In 2010, writer Jeremy Rifkin explains how at age 8 a flushed child will realize that life is fragile and that the body, a quiet armor, is decaying and will decay. Everyone, dies. This realization of mortality is met with the realization of empathy: your plight is shared & love is a practice, like the everyday, for the everyday*. Empathy does not exist in heaven. Empathy requires the hellish mortality contracts of earth to form.

The characters in the film ask: “Can I have some empathy on my fries? How about some empathy to pay my rent?” Mocking empathy, teasing mortality, for fun for an afternoon, forever, are they angels? The young skateboarders the seven beautiful archangels? Michael, Raphael, Gabriel, Uriel, Saraqael, Raguel, and Remiel. In heaven?

Empathy is a recent term. Its etymology is a mix-up, the Greek term (εμπαθεια / empatheia) meant obsession, intense emotional state, unbearable emotional engagement, positive or negative, hatred even. You pay attention if you feel, is the closest and most generous interpretation to the contemporary political and PR fluid-ease with the term: empathize.

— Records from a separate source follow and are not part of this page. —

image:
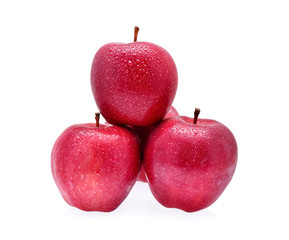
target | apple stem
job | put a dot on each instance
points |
(97, 119)
(136, 29)
(196, 115)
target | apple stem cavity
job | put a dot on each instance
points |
(97, 119)
(196, 115)
(136, 30)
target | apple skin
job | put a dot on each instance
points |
(134, 83)
(188, 166)
(96, 167)
(143, 133)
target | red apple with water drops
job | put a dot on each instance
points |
(95, 166)
(189, 161)
(143, 133)
(133, 83)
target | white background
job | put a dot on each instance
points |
(233, 63)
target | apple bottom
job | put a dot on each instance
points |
(96, 167)
(187, 193)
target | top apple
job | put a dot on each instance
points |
(134, 83)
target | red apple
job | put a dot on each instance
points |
(189, 162)
(143, 133)
(95, 166)
(134, 83)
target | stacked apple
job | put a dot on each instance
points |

Since her first presentation at the Rijksakademie Open Studios in 2015 we have followed Margaret Haines’ work. Her work at the Rijks was as intriguing as the studio visit that followed. We were immediately very impressed by her practice and her recent film ‘The Stars Down To Earth’, which offered us an experience of (pleasant) perplexity, an impression which comes back to us in all the works of Margaret we have seen, where characters embody at once the misfit, the ugly, the awkward, the celebrity, while the narrative navigates fluidly in and out of a complex constellation of politics, sexuality, psychology, history, and mythology.

Margaret Haines (b. 1984, Montreal, Canada) studied at École des Beaux Arts, Paris, FR and Concordia University, Montreal, CAN and received her MFA at the CalArts, Valencia, CA.
In 2015-2016 she has been a resident at the Rijksakademie in Amsterdam. Her work has been exhibited at Galerie Lily Robert, Paris, FR, ltd los angeles, Los Angeles, CA, Carroll Fletcher Gallery, London, UK, ICA, London, UK, Western Front Exhibitions, Vancouver, CA and Tanya Leighton Gallery, Berlin, DE amongst others.

*quote from a text message from Anna Maria Pinaka, October 18, 2017.